Among those attending, promise organizers, will be a large contingent of industrialists and investors from China, who, according to Schiller, are eager to work with Israel on robot tech.
“Israel is one of the most advanced countries in the world in robot development and research, but we don’t have a lot of opportunity to deploy that technology because our economy is too small,” said Schiller.
“China is a major opportunity for us, and manufacturers there are very motivated to take advantage of our technology.”
In December 2015, a coalition of Chinese investors, together with officials from the city of Guangzhou — one of China’s biggest industrial centers — invested $20 million to build a robotics R&D center in Israel that will be dedicated to developing robot tech that China.
Several months prior, Israel and China signed a deal to establish the Sino-Israeli Robotics Institute (SIRI) in the city of Guangzhou, part of a new $2 billion industrial park that will apply the robot technology being developed by Israeli and Chinese researchers.

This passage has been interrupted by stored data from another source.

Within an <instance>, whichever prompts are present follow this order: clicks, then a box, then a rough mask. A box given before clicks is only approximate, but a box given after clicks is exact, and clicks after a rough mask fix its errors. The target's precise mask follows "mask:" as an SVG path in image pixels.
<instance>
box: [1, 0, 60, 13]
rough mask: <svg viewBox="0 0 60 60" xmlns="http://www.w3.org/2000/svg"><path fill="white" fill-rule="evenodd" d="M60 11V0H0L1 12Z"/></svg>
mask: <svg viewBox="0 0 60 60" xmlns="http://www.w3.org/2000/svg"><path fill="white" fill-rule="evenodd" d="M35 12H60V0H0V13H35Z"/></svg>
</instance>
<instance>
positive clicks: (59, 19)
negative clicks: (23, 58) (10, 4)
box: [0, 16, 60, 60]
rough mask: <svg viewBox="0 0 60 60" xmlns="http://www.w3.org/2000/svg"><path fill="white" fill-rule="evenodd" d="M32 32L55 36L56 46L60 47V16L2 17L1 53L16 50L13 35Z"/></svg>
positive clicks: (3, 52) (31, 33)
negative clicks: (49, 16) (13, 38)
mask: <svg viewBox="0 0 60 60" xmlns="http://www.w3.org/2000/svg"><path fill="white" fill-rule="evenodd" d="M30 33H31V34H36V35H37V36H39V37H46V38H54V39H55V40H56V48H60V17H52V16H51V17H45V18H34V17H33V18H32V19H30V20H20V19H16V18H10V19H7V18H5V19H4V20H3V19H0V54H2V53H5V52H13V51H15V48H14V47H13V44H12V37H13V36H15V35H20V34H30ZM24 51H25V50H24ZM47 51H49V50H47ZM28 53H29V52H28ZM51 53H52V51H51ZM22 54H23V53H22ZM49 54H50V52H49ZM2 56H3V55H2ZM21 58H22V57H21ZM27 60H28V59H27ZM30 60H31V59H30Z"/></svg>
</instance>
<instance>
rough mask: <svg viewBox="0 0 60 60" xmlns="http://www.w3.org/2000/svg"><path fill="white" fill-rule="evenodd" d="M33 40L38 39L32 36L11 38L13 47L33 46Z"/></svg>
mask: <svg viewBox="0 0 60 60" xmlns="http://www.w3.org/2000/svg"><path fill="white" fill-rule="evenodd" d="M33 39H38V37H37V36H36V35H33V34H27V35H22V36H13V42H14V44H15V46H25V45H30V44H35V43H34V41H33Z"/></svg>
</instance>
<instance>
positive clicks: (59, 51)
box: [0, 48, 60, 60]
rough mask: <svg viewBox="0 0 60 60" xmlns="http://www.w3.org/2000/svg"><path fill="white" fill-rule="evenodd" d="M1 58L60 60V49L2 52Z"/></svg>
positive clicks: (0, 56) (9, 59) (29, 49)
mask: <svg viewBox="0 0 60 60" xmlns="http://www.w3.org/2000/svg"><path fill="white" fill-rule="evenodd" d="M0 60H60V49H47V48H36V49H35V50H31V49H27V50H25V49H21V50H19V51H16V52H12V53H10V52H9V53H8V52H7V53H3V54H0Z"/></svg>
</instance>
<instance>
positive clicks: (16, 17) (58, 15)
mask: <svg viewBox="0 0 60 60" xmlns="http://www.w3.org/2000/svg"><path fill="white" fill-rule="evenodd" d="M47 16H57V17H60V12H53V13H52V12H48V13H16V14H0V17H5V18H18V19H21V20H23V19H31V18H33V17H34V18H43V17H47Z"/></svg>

According to Zhang Jin, director of marketing at Siasun, China’s largest robotics firm, the world’s number one producer “faces a manufacturing crisis, as it has been relying on cheap labor that is now getting more expensive. “Based on this, we have chosen to formulate a new industrial production model, which relies on robots.”
As a university professor, Schiller has developed a sense of what students are looking for – and, like the Chinese, Israeli students are excited about robotics.
“Our students are excelling at robotics and have been winning many competitions around the world,” he said. “This is the generation that in a few years will build careers in robotics and lead Israel to new heights in this area.”